We researchers are lucky. We get to pursue important questions, collaborate with smart people, work with interesting participants, create clever activities, and discover new things. Our work is crucial and can inform and shape the field and help people, all while having fun.
But applying for research grants is different from actually conducting research. Nothing forces you to center your thinking quite like the process of grant writing. You face the real challenge of having limited space to convince reviewers to buy into your idea. That’s why, more often than not, many first-time applications are not immediately accepted. While this can be disheartening at first, it can also be an important learning opportunity. Reviewer feedback can lead to success the next time around. To write a competitive proposal, you must be focused and disciplined, clear in your thinking, strategic in your writing approach, and clean in your presentation. Effective grant writing is a blend of science and art, an acquired skill that improves the more you do it. As someone who has volunteered as a reviewer for various ASHFoundation programs, here are six features I look for:
- Think of Your Proposal as a Narrative. Research grant proposals are technical creatures containing jargon and "prefab" components (e.g., aims, background, approach). These features are the content, but they don’t have to drive how you craft your story. The most effective and reviewer-friendly proposals are those that interweave important points across different components. A holistic story provides readers with multiple thoughtfully connected encounters with important points, making the proposal easier to follow and helping them come away with the essence and importance of your idea. Keep the jargon light and avoid acronyms. Plain, simple language can do the trick.
- Focus on Your Specific Aims. Beginning grant writers are often tempted to go big from the start—to ask broad questions and propose multiple specific aims (i.e., goals, objectives, expected outcomes). The sharpest proposals are those with one or two aims. Inclusion of a clear, testable hypothesis that aligns with each aim is also something reviewers expect to see. Focused aims and hypotheses tell reviewers that you understand your area and the need to be systematic in your approach. It also shows that you understand how to leverage your results into future proposals.
- Make it Compelling. Develop a tightly focused background that shows the significance of your idea; clearly state how your study will advance the field and why that’s important. Also tell reviewers about the broader social impact of your project and how it will benefit society.

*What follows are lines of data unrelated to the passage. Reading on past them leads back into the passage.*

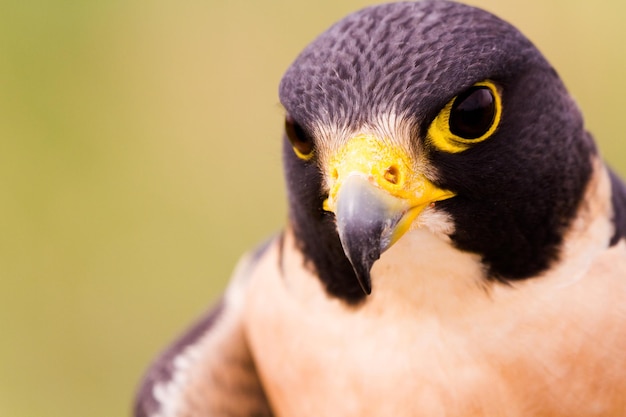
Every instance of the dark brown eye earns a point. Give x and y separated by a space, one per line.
473 113
300 139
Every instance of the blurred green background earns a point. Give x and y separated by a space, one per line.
139 157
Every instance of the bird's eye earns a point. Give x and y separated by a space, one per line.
300 139
472 113
467 119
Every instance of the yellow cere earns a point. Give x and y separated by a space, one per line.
388 167
439 131
302 156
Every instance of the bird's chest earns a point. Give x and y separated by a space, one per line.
417 353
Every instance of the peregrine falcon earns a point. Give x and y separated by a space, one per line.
454 247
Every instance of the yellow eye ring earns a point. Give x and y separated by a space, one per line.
300 139
467 119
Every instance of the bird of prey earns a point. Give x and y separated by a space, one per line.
454 247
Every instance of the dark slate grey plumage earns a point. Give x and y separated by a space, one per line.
516 196
410 59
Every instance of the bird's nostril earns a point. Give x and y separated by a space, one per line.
392 175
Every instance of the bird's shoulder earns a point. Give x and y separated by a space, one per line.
208 370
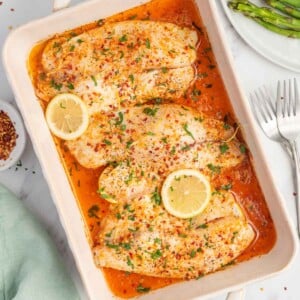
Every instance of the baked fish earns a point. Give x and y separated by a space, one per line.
120 64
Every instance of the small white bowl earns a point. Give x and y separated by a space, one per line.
21 139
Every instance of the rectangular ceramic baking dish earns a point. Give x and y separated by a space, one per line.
15 55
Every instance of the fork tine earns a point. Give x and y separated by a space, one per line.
296 95
290 100
260 103
268 102
279 107
257 109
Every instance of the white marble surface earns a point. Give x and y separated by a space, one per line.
28 183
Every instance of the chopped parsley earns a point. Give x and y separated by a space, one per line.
123 38
93 211
102 193
164 140
156 198
120 120
156 254
214 169
56 85
142 289
186 129
129 144
107 142
61 105
196 92
234 234
173 150
193 253
243 148
202 226
100 22
157 241
112 246
94 80
126 246
131 77
223 148
70 86
150 111
129 262
226 187
147 43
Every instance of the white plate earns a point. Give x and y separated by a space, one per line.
21 140
279 49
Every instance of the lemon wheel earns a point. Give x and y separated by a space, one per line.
67 116
185 193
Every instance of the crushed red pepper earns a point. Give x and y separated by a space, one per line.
8 136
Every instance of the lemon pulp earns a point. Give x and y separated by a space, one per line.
185 193
67 116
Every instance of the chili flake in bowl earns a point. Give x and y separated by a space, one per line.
12 136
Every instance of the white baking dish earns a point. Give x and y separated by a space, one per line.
15 54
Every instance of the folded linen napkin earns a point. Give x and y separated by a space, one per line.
30 267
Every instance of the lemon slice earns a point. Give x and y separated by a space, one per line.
67 116
185 193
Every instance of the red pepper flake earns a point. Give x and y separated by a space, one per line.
8 136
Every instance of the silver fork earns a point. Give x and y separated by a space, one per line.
288 121
265 113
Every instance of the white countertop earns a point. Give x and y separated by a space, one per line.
27 182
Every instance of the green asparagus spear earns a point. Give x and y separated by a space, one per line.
294 3
284 8
282 31
266 14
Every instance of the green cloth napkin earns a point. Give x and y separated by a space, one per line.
30 267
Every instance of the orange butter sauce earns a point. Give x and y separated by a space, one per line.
206 95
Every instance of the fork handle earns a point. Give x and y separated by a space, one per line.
297 177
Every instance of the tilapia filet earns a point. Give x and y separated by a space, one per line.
116 69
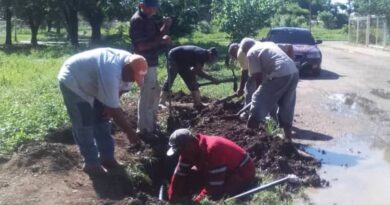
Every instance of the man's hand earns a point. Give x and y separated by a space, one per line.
239 92
166 40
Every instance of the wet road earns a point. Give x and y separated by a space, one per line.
344 117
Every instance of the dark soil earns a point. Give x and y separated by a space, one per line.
51 172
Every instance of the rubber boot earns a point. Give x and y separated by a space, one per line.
197 101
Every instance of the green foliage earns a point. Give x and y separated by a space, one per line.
241 18
290 14
378 7
31 103
328 20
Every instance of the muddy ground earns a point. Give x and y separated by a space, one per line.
50 172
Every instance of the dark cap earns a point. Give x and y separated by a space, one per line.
177 139
214 52
151 3
233 47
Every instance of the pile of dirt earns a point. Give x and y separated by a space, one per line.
51 171
271 154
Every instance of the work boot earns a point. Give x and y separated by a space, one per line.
252 123
94 170
163 98
111 164
197 101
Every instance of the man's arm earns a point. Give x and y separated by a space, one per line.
120 119
243 79
198 69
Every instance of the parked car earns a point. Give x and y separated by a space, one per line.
307 56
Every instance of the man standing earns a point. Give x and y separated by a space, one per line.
278 77
208 165
91 83
248 84
146 39
188 61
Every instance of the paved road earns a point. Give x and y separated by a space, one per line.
346 113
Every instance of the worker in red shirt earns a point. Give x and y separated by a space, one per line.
208 165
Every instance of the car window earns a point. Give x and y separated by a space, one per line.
291 36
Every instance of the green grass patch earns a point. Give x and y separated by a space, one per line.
31 104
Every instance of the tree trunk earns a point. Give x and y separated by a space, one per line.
49 25
96 32
72 23
58 27
8 29
34 33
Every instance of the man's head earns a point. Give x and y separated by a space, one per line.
246 44
233 50
179 140
149 7
135 69
213 54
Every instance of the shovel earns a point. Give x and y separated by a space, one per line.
228 80
290 178
171 120
237 115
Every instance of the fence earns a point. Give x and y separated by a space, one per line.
369 31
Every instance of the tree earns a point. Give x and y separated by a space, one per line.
377 7
70 9
6 6
34 13
242 18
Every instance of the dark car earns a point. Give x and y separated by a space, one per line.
307 56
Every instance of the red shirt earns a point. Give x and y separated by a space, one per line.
219 159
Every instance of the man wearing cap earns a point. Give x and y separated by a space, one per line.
278 77
188 61
147 37
91 83
248 84
208 165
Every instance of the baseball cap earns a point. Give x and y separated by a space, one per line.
177 139
151 3
213 52
232 46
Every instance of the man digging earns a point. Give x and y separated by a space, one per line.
91 83
188 61
278 76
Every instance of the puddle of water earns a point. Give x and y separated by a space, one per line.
381 93
357 172
351 103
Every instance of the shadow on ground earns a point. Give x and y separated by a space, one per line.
310 135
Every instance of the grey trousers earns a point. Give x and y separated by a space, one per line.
278 92
148 102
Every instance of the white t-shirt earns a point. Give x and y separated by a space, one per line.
242 59
96 74
267 58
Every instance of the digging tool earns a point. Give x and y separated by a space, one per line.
171 118
290 178
234 116
228 80
228 98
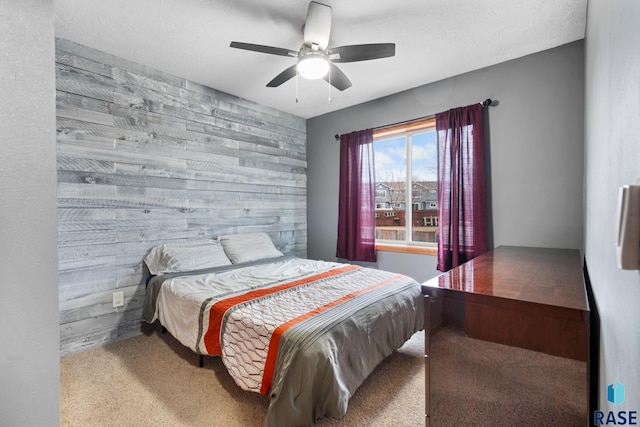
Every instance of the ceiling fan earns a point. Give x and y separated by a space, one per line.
315 60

- Make it Solid. Align your approach to your background and hypotheses. Include a brief description and rationale about the design you will use, who the participants will be, what measures you will use, and a description of how your measures theoretically map onto the constructs you are assessing (this is important). Include an analysis scheme, including a justification of your sample size based on a power analysis.
- Make it Clean. Adhere to all proposal guidelines and make certain your product is easy on the eyes. Use headers, sub-headers, and easily read tables and figures. Proofread for grammar, word choice, and typos. Proposals full of micro-errors are not received well and are often taken as a reflection of the care you put into its preparation—and worse yet, the care that may be taken to carry out the study if funded. Ask one or two colleagues who you know will give you unvarnished feedback about your proposal.

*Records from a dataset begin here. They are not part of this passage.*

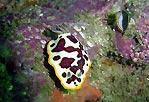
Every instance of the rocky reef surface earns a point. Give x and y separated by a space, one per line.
119 70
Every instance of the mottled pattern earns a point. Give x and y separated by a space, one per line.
69 59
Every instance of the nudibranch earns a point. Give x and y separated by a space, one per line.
69 59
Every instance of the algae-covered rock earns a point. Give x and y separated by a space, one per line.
119 70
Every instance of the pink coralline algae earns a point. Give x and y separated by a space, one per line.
136 50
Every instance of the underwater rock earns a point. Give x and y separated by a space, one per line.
124 45
87 92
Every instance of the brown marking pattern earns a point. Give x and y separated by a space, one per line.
60 45
72 39
66 62
55 58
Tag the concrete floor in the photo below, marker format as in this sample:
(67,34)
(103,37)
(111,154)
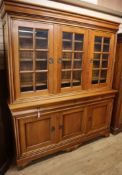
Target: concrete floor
(101,157)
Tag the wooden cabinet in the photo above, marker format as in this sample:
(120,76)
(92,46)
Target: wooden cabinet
(116,124)
(60,70)
(36,132)
(72,123)
(99,116)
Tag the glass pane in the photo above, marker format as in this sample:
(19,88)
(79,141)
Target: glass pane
(78,56)
(41,81)
(97,56)
(41,39)
(95,75)
(105,56)
(98,39)
(66,64)
(67,35)
(67,56)
(104,64)
(79,37)
(66,79)
(41,44)
(41,55)
(106,41)
(105,48)
(41,65)
(96,63)
(98,43)
(97,47)
(26,65)
(67,45)
(26,43)
(42,34)
(77,64)
(26,55)
(104,74)
(78,46)
(77,78)
(26,80)
(25,38)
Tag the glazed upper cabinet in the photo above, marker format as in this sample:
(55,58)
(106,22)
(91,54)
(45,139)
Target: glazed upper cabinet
(48,62)
(60,68)
(101,57)
(72,54)
(33,54)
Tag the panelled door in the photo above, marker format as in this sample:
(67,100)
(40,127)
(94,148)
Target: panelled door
(72,123)
(101,58)
(99,116)
(36,133)
(72,57)
(33,57)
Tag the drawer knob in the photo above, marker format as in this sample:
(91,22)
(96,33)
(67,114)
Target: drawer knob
(61,126)
(51,60)
(60,61)
(52,129)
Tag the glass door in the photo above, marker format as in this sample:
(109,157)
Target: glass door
(33,57)
(72,54)
(101,58)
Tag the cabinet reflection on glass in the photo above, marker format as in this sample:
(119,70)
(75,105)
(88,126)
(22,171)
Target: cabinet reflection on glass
(72,53)
(33,55)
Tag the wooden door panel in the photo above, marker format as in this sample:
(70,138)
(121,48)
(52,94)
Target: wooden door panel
(99,116)
(73,123)
(39,131)
(36,133)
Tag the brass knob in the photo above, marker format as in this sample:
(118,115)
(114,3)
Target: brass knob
(60,61)
(52,129)
(51,60)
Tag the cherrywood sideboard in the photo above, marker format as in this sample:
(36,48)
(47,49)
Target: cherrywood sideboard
(60,71)
(116,124)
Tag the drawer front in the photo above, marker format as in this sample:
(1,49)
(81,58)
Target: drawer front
(99,116)
(35,133)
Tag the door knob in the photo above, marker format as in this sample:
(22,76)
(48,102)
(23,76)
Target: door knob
(51,60)
(52,129)
(60,60)
(61,126)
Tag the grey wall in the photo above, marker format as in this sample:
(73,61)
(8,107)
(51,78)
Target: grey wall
(111,4)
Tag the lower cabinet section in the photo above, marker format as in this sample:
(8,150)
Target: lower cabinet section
(99,116)
(36,132)
(39,133)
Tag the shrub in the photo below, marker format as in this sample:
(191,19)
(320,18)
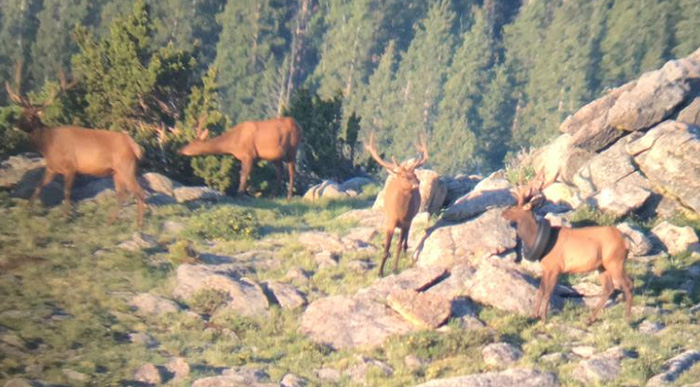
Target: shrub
(223,223)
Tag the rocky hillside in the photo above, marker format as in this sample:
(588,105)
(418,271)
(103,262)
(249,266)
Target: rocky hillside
(220,291)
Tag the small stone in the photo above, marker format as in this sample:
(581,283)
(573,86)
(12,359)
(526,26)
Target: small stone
(179,367)
(328,374)
(291,380)
(499,354)
(148,373)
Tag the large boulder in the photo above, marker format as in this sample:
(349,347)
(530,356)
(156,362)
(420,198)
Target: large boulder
(494,191)
(517,377)
(667,155)
(451,244)
(346,322)
(590,127)
(655,96)
(245,295)
(432,191)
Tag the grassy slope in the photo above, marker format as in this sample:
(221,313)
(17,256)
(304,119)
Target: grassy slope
(69,306)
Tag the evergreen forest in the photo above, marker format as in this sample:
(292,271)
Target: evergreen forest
(482,78)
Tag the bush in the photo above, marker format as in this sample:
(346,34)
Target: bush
(223,223)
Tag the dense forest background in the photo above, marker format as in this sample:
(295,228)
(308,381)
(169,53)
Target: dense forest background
(481,77)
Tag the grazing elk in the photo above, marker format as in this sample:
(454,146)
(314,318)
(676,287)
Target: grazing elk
(401,199)
(72,150)
(276,140)
(567,250)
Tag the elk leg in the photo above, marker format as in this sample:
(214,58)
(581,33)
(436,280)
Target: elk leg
(119,192)
(246,167)
(550,279)
(607,285)
(291,165)
(134,187)
(278,183)
(387,244)
(68,180)
(49,174)
(399,245)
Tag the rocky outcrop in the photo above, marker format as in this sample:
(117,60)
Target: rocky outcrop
(519,377)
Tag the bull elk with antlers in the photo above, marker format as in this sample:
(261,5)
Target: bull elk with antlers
(72,150)
(276,140)
(401,199)
(567,250)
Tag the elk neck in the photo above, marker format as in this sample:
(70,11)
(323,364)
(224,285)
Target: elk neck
(527,228)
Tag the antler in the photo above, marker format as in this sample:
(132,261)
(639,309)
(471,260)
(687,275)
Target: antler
(15,96)
(423,150)
(373,152)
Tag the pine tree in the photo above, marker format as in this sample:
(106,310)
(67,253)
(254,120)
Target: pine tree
(421,77)
(252,46)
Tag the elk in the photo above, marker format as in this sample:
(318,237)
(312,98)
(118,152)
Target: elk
(401,198)
(570,250)
(73,150)
(276,140)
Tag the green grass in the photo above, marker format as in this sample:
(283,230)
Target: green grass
(65,287)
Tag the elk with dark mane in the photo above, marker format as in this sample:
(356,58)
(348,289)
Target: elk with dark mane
(73,150)
(401,199)
(570,250)
(276,140)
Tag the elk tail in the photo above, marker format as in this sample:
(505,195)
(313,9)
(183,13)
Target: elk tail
(138,152)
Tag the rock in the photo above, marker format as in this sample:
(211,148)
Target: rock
(159,183)
(432,191)
(179,368)
(562,193)
(666,155)
(327,189)
(424,310)
(139,241)
(690,113)
(600,368)
(287,296)
(459,186)
(649,327)
(346,322)
(674,367)
(356,184)
(328,374)
(358,372)
(491,192)
(291,380)
(501,354)
(452,244)
(519,377)
(413,363)
(640,245)
(149,305)
(148,374)
(505,289)
(654,96)
(676,239)
(623,197)
(589,126)
(245,295)
(190,194)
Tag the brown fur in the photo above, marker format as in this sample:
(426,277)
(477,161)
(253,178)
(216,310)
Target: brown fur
(72,150)
(401,200)
(578,250)
(276,140)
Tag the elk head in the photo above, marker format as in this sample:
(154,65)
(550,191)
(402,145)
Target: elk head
(195,146)
(30,118)
(527,197)
(404,172)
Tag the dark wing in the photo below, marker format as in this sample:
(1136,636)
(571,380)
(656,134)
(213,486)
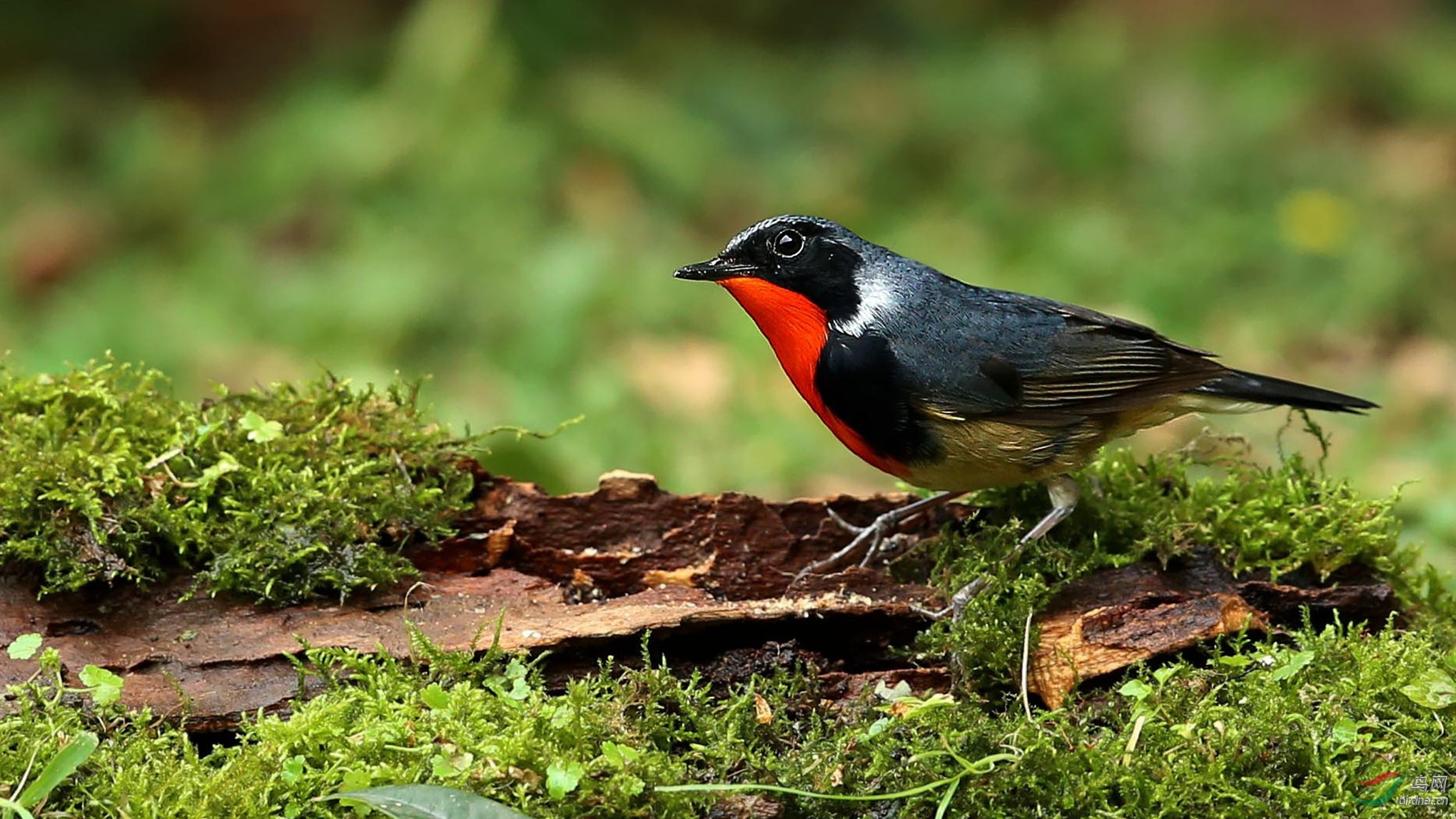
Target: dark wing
(1043,362)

- Revise and Resubmit. Carefully consider all comments from reviewers and revise your proposal in line with their comments. If there are comments you do not address in the revision, provide a clear reason. Most reviewers will see such a revision as “responsive” to the prior review.
Research isn’t always easy because you must bring your goals and passion to life for others to see. But it can be fun because you get to make real changes for the better. Enjoy your journey!
Jim Montgomery, PhD, is a Professor of Hearing, Speech, and Language Sciences at Ohio University. He began his research career by receiving an ASHFoundation New Investigators Research Grant. His research program centers on the intersection of memory and sentence comprehension in children with developmental language disorders. His current research focuses on developing evidence-based treatment approaches to enhance children’s syntactic knowledge. He receives funding from the National Institute on Deafness and Other Communication Disorders to support his work.